Today is also my weekly check-in with Haviv Retik Gour. I wanted to talk to Haviv about what early
lessons he is identifying so far for Israeli leaders and security officials and for Israeli
society from the implementation of this agreement by Hamas to release hostages over the past several days
from the overall negotiations that led to this agreement and the fits and starts of the
negotiations and the delays in the implementation and the release of Palestinian prisoners
from Israeli prisons and of course the pause in fighting and what the implications are for all of
this in the next phase of the war, or whether or not
that next phase of the war will be further delayed. Just to recap the numbers, 63 hostages
have been released from the tunnels of Gaza by Hamas, including 39 Israelis. As I mentioned,
the balance of that 63 are foreign nationals that had been
working in Israel. As to the number of hostages still being held in Gaza by Hamas, the numbers
range slightly, but according to most estimates, it is between 178 and 183 for the number of hostages still believed to be held by Hamas, including 18 children,
eight girls and 10 boys, and 43 women. Now, we're going to have a long conversation with
Haviv, as I said at the outset, about what he's learning so far. But we wind up in this
conversation taking a little bit of a detour to what the implications of this war since October 7th and the release of hostages and what we're learning about the hostages for Israel's minority groups, specifically Arab citizens and Arab Israelis living in East Jerusalem. The total of those Arab citizens and
permanent residents make up just over 20% of Israel's population of 9.3 million people. The
roughly 2 million Israeli Arabs are distinct from Arab Palestinians who are living in the West Bank.

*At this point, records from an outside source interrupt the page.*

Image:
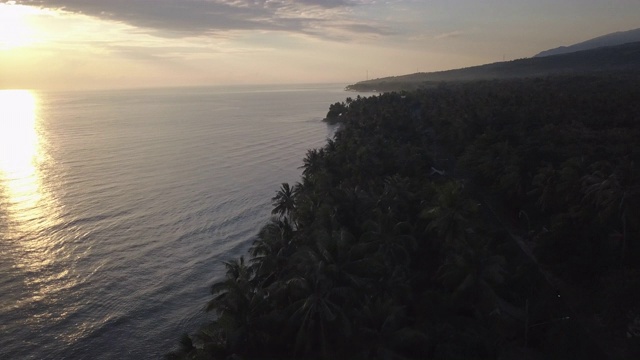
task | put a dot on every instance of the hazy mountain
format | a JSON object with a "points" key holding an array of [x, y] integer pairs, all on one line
{"points": [[624, 57], [613, 39]]}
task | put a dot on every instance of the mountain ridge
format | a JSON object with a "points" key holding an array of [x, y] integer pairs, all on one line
{"points": [[612, 39], [624, 57]]}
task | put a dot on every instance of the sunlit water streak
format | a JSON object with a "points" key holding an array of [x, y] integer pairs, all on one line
{"points": [[117, 207]]}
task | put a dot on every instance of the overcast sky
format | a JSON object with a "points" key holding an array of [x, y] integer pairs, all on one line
{"points": [[81, 44]]}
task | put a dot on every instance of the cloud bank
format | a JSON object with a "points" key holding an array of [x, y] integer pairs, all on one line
{"points": [[181, 18]]}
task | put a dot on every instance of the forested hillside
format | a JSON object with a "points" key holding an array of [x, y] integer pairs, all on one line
{"points": [[485, 220], [624, 57]]}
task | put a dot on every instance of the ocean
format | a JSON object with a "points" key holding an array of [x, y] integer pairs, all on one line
{"points": [[117, 208]]}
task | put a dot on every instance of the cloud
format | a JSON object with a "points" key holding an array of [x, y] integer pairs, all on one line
{"points": [[182, 18], [449, 35]]}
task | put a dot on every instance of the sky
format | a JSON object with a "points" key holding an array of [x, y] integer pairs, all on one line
{"points": [[104, 44]]}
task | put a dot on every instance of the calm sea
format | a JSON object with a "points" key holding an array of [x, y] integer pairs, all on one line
{"points": [[118, 207]]}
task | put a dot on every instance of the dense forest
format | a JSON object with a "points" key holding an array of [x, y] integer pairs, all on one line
{"points": [[625, 57], [480, 220]]}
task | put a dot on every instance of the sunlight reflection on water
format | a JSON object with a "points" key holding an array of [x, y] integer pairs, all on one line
{"points": [[27, 209]]}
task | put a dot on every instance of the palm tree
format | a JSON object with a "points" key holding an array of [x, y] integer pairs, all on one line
{"points": [[317, 313], [271, 249], [613, 195], [284, 201], [472, 274], [451, 216], [239, 305]]}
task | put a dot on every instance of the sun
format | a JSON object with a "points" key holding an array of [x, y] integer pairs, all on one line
{"points": [[14, 26]]}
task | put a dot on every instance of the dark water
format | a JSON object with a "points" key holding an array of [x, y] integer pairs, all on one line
{"points": [[117, 208]]}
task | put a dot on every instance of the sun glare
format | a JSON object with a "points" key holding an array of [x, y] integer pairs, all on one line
{"points": [[19, 147]]}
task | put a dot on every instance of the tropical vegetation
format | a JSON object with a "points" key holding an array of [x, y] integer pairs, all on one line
{"points": [[483, 220]]}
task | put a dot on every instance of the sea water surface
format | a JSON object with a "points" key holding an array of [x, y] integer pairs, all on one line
{"points": [[117, 208]]}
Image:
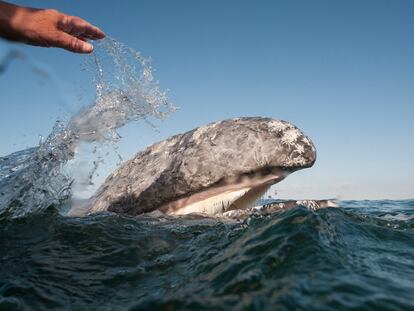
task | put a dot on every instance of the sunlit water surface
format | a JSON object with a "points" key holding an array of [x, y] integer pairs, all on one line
{"points": [[358, 257]]}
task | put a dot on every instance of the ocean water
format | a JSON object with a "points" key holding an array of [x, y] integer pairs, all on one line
{"points": [[356, 257]]}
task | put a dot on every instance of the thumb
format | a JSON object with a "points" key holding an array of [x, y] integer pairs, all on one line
{"points": [[71, 43]]}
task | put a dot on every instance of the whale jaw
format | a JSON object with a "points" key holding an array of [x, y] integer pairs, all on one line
{"points": [[223, 198]]}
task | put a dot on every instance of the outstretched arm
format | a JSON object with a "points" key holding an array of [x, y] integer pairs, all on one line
{"points": [[47, 28]]}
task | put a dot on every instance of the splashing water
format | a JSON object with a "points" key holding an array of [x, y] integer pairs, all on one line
{"points": [[34, 179]]}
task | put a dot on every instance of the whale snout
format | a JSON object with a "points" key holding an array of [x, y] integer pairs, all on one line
{"points": [[223, 165]]}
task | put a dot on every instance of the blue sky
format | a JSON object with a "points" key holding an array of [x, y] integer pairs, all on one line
{"points": [[342, 71]]}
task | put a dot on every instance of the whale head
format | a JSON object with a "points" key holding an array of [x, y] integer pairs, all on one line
{"points": [[213, 169]]}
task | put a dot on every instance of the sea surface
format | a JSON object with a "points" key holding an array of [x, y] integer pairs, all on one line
{"points": [[356, 257]]}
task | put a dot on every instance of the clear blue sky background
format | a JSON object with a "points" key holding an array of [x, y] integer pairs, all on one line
{"points": [[342, 71]]}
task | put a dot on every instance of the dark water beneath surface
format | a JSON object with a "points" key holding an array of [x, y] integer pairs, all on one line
{"points": [[358, 257]]}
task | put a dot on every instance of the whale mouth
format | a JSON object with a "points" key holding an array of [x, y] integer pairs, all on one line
{"points": [[228, 195]]}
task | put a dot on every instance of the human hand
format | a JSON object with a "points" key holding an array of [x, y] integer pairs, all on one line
{"points": [[47, 28]]}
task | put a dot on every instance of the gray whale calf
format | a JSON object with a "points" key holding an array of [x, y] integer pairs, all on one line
{"points": [[215, 169]]}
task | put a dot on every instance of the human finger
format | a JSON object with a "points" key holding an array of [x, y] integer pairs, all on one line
{"points": [[77, 26], [71, 43]]}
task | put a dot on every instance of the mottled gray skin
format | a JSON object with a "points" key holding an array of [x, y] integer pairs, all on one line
{"points": [[192, 162]]}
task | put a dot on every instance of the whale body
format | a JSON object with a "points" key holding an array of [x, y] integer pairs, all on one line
{"points": [[213, 169]]}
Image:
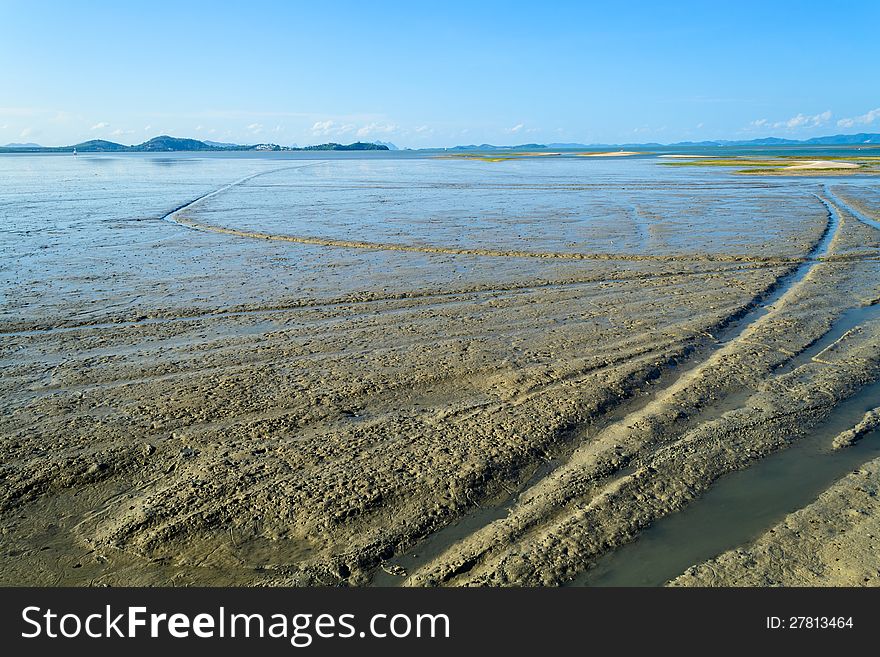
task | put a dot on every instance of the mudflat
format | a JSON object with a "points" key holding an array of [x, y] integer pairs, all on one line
{"points": [[405, 371]]}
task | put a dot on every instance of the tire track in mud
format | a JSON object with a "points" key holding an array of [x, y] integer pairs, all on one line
{"points": [[442, 296], [177, 217], [437, 544]]}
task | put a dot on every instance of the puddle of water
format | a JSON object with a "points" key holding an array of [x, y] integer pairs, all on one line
{"points": [[439, 542], [742, 505]]}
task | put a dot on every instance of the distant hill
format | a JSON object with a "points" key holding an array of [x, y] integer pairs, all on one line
{"points": [[166, 144], [97, 146]]}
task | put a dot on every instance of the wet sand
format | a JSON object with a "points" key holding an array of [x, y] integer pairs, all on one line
{"points": [[498, 393]]}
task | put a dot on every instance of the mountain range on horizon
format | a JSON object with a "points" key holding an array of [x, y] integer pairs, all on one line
{"points": [[165, 143]]}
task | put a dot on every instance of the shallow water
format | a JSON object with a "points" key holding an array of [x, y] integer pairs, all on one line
{"points": [[741, 505], [81, 237]]}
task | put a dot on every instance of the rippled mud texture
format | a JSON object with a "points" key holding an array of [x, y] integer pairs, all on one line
{"points": [[197, 405]]}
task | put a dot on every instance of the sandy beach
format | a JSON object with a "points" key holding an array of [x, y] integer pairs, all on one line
{"points": [[450, 375]]}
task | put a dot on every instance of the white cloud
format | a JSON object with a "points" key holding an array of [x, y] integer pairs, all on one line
{"points": [[804, 121], [796, 122], [324, 128], [865, 119], [376, 129]]}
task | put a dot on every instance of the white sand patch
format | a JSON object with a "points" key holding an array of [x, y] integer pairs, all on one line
{"points": [[609, 154], [823, 164]]}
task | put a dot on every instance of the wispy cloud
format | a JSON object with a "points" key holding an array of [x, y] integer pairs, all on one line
{"points": [[797, 122], [376, 129], [865, 119], [330, 127]]}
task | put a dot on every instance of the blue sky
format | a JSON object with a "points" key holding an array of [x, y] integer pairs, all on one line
{"points": [[437, 73]]}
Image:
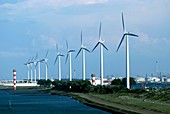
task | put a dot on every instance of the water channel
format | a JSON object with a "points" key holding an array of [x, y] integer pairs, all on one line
{"points": [[32, 102]]}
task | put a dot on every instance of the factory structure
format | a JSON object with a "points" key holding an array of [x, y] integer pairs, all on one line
{"points": [[139, 79]]}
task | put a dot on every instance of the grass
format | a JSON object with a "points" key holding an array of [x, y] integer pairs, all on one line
{"points": [[130, 101]]}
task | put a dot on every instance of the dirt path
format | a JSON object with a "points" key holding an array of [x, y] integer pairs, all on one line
{"points": [[113, 107]]}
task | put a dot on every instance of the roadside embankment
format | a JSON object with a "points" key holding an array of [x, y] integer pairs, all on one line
{"points": [[104, 104]]}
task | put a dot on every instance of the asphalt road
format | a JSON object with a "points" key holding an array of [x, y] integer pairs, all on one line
{"points": [[33, 102]]}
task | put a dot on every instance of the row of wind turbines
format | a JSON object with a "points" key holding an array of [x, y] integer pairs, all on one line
{"points": [[83, 49]]}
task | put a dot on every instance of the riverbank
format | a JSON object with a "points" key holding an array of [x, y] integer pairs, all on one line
{"points": [[109, 102], [109, 105]]}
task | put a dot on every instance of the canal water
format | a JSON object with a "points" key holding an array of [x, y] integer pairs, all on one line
{"points": [[32, 102]]}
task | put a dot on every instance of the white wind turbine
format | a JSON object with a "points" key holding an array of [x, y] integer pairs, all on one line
{"points": [[31, 62], [46, 65], [28, 67], [83, 49], [125, 35], [58, 57], [70, 65], [39, 72], [101, 42], [35, 65]]}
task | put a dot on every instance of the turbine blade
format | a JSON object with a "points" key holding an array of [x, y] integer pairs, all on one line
{"points": [[57, 47], [36, 64], [67, 44], [32, 59], [46, 54], [131, 34], [81, 38], [120, 42], [100, 30], [56, 59], [71, 51], [95, 46], [123, 23], [87, 50], [78, 52], [36, 57], [66, 58], [104, 46]]}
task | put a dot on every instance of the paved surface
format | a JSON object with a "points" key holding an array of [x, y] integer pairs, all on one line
{"points": [[32, 102]]}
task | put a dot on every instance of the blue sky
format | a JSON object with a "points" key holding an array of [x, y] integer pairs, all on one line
{"points": [[28, 27]]}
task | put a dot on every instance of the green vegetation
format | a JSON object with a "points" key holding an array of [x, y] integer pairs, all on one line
{"points": [[155, 100]]}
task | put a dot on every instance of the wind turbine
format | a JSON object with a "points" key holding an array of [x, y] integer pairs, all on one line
{"points": [[39, 75], [46, 65], [70, 65], [35, 65], [83, 49], [31, 62], [28, 67], [125, 35], [101, 43], [59, 62]]}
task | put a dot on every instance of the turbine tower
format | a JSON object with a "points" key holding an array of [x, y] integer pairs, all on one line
{"points": [[39, 72], [101, 43], [70, 65], [28, 67], [59, 62], [31, 62], [125, 35], [46, 65], [35, 65], [83, 49]]}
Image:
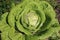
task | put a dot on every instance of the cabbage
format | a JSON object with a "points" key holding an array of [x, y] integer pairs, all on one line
{"points": [[29, 20]]}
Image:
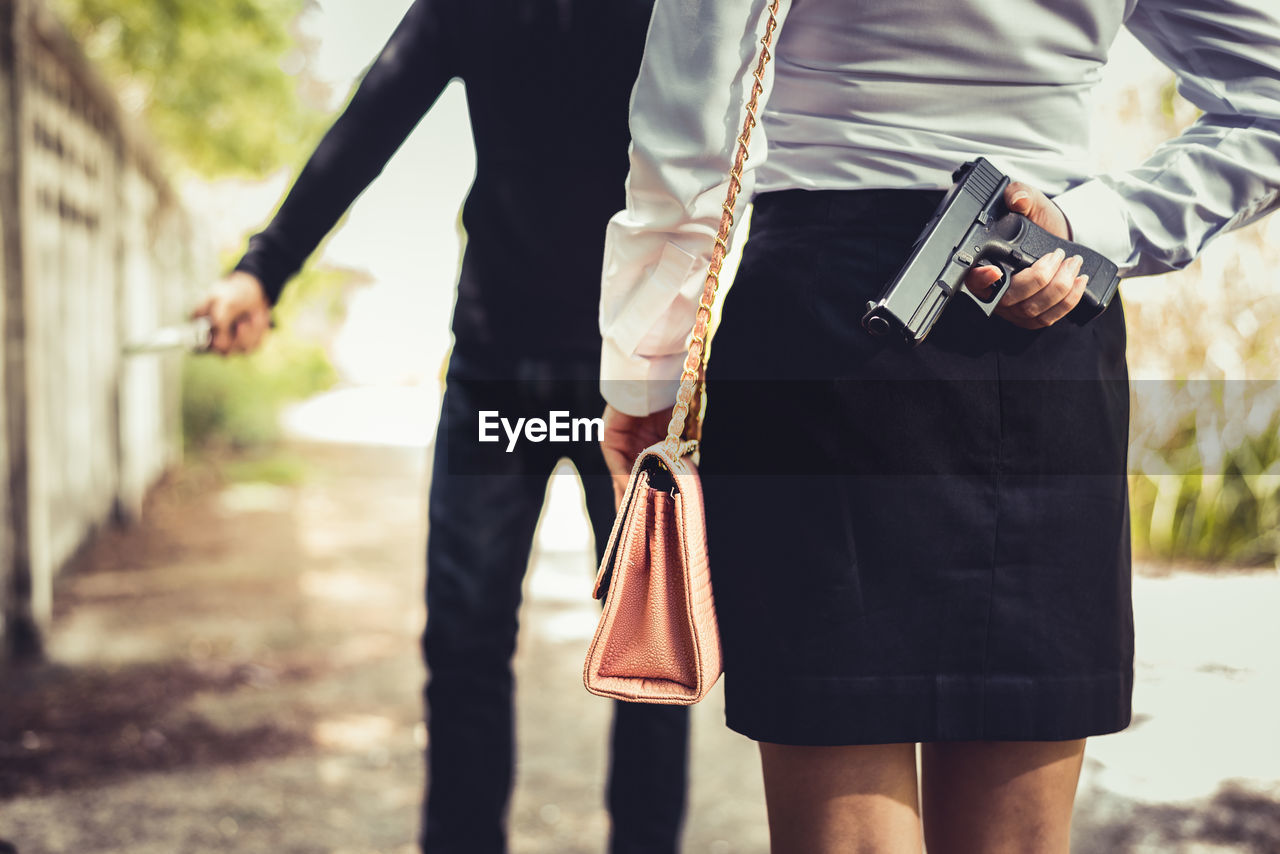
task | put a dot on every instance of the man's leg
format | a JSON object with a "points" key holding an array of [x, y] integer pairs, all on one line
{"points": [[481, 516], [649, 749]]}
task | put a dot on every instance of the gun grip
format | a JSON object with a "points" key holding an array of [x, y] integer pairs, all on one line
{"points": [[1033, 242], [990, 302]]}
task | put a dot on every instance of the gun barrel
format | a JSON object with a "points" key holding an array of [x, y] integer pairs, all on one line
{"points": [[914, 300]]}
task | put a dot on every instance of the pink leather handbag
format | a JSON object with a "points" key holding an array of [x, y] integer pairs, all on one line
{"points": [[657, 640]]}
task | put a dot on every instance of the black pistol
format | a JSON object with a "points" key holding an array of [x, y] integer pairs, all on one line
{"points": [[973, 227]]}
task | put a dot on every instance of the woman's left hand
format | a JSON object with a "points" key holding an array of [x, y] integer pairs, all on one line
{"points": [[1041, 295], [622, 441]]}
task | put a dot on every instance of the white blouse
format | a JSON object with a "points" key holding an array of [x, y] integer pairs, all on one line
{"points": [[896, 94]]}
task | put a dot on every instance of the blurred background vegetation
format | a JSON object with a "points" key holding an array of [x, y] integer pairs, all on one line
{"points": [[1203, 355], [225, 90], [223, 87]]}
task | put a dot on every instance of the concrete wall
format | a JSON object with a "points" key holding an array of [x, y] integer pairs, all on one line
{"points": [[96, 251]]}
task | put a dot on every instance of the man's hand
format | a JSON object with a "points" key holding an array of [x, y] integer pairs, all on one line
{"points": [[238, 314], [624, 438], [1047, 290]]}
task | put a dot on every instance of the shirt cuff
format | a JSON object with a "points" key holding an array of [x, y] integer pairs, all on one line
{"points": [[1096, 214], [636, 384]]}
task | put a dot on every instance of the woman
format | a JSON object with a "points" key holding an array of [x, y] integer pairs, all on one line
{"points": [[917, 544]]}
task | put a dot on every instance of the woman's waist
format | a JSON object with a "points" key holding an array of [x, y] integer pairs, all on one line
{"points": [[892, 213]]}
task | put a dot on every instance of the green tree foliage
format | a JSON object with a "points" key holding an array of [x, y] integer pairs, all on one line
{"points": [[206, 77]]}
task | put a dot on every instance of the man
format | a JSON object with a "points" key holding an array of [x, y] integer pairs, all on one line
{"points": [[548, 85]]}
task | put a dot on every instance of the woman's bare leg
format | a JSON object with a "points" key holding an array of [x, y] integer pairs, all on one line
{"points": [[841, 800], [1000, 797]]}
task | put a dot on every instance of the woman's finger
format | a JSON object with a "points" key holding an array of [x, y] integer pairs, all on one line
{"points": [[1055, 291], [1064, 306], [1029, 282]]}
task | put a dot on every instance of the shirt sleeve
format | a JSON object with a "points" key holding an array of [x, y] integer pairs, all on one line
{"points": [[1219, 174], [397, 90], [686, 113]]}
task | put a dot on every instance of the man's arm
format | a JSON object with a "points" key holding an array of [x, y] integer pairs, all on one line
{"points": [[402, 83]]}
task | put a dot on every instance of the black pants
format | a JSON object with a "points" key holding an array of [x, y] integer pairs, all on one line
{"points": [[484, 506]]}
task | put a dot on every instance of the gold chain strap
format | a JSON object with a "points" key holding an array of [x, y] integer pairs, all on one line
{"points": [[690, 386]]}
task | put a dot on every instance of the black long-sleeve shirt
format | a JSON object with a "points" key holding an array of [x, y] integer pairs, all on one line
{"points": [[548, 85]]}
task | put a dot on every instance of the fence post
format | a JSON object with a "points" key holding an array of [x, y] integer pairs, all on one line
{"points": [[22, 634]]}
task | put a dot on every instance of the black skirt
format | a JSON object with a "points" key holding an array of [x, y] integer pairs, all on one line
{"points": [[910, 543]]}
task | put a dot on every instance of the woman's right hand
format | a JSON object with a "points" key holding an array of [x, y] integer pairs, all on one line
{"points": [[238, 314], [1045, 292]]}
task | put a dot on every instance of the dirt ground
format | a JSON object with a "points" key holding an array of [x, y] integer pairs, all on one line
{"points": [[241, 672]]}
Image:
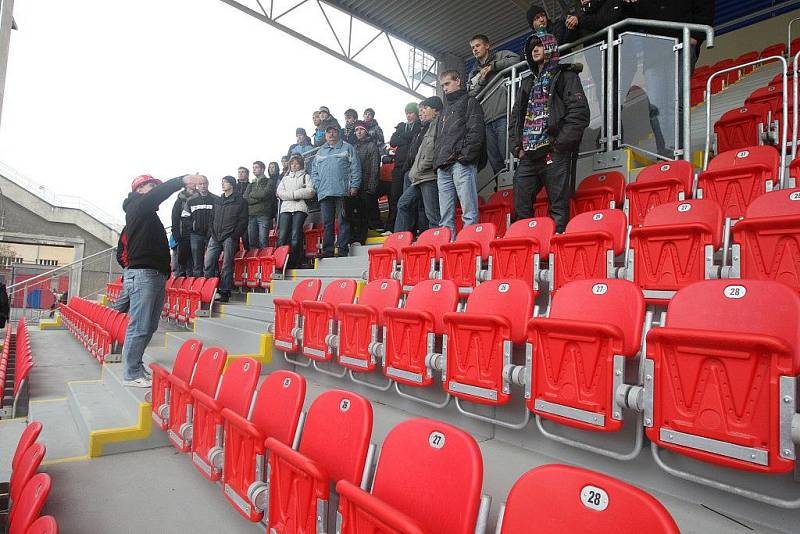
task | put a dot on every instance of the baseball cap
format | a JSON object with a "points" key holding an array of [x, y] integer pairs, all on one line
{"points": [[139, 181]]}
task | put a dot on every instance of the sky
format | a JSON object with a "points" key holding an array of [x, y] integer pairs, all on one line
{"points": [[100, 91]]}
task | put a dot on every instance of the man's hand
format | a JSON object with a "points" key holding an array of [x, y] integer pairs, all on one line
{"points": [[572, 22]]}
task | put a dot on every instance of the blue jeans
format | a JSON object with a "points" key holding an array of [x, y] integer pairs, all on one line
{"points": [[258, 227], [458, 181], [145, 288], [425, 195], [329, 206], [229, 246], [290, 226], [199, 244], [496, 143]]}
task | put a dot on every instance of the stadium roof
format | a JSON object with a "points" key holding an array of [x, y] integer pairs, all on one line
{"points": [[442, 26]]}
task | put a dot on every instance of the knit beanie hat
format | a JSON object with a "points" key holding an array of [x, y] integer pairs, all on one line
{"points": [[533, 11], [433, 102]]}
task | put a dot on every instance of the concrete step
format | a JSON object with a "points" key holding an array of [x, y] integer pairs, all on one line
{"points": [[60, 434]]}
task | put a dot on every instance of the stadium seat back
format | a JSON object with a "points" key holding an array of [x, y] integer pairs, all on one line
{"points": [[433, 472], [561, 498], [731, 341], [26, 440], [208, 370], [30, 503], [598, 191]]}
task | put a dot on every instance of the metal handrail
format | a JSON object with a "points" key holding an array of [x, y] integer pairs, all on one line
{"points": [[785, 105]]}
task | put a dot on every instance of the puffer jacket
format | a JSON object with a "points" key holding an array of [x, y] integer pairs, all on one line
{"points": [[260, 196], [494, 106], [462, 134], [370, 159], [423, 170], [230, 218], [295, 188], [569, 111], [336, 170]]}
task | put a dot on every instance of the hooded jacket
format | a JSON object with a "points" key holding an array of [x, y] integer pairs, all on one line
{"points": [[401, 139], [462, 133], [370, 159], [230, 218], [147, 239], [422, 169], [335, 170], [294, 190], [202, 210], [260, 196], [569, 111], [494, 106]]}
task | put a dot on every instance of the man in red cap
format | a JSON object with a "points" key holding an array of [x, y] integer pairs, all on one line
{"points": [[148, 267]]}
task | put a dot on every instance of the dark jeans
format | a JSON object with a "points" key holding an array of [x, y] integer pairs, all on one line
{"points": [[229, 246], [290, 232], [558, 178], [331, 208], [423, 196], [199, 244]]}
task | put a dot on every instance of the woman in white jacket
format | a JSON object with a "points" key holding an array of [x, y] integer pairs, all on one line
{"points": [[293, 190]]}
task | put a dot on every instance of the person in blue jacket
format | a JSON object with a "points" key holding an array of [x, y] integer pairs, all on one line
{"points": [[335, 174]]}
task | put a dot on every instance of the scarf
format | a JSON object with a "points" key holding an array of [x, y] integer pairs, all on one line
{"points": [[534, 130]]}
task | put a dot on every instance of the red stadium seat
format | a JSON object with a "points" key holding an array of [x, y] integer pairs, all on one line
{"points": [[26, 510], [361, 325], [588, 247], [717, 366], [412, 331], [384, 260], [44, 525], [599, 192], [465, 261], [562, 498], [575, 349], [420, 259], [480, 341], [498, 210], [742, 127], [275, 414], [737, 177], [428, 480], [182, 368], [333, 448], [658, 184], [235, 393], [675, 247], [767, 240], [287, 314], [519, 255], [181, 403], [319, 318]]}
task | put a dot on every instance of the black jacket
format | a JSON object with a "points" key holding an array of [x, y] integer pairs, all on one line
{"points": [[693, 11], [147, 239], [230, 218], [401, 139], [202, 210], [462, 133], [569, 111]]}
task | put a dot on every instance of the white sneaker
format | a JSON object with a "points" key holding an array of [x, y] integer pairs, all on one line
{"points": [[141, 382]]}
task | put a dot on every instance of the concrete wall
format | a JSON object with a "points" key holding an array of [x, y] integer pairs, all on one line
{"points": [[755, 37]]}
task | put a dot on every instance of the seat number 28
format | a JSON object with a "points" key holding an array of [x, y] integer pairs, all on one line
{"points": [[594, 498]]}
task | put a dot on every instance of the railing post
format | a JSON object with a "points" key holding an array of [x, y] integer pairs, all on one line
{"points": [[686, 95], [610, 89]]}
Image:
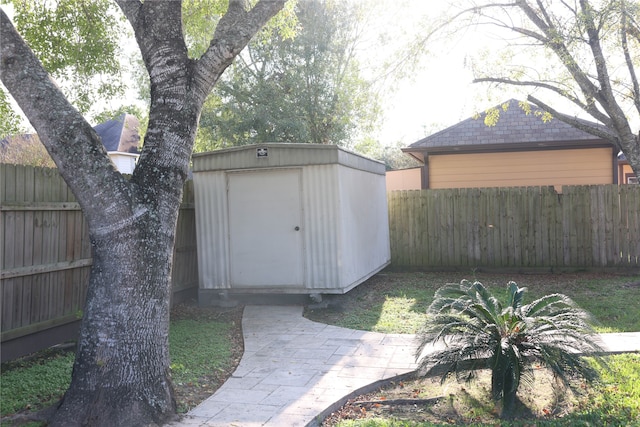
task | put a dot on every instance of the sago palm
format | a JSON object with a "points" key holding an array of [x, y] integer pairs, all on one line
{"points": [[470, 329]]}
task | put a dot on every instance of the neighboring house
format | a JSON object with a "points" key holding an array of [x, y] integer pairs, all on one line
{"points": [[404, 179], [121, 139], [519, 150], [625, 173], [119, 136]]}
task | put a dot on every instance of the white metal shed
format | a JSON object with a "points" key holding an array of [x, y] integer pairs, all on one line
{"points": [[289, 219]]}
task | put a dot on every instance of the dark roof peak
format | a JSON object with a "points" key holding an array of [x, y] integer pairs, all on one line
{"points": [[508, 123]]}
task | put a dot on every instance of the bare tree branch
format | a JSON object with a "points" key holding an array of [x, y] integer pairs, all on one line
{"points": [[599, 131]]}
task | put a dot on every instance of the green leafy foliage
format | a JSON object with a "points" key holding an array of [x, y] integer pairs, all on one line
{"points": [[78, 42], [11, 122], [305, 88], [477, 331]]}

The Israeli Arabs we discuss in this episode are, as I said, Arab citizens or residents of Israel,
and therefore have legal status in Israel, in Israeli society, in the Israeli polity.
Now, in this discussion, while we talk about what has happened with these communities
since October 7th, we don't go into great detail describing the history of these communities. I will say in our book, our new book that Saul Singer and I recently released called The Genius of Israel, The Surprising Resilience of a Divided Nation in a Turbulent World, we dedicate considerable space, a couple of chapters, to talking about minority groups in Israel, including these groups, and we provide a history of some of these groups and provide
much more descriptive detail and maybe a useful additional resource for you.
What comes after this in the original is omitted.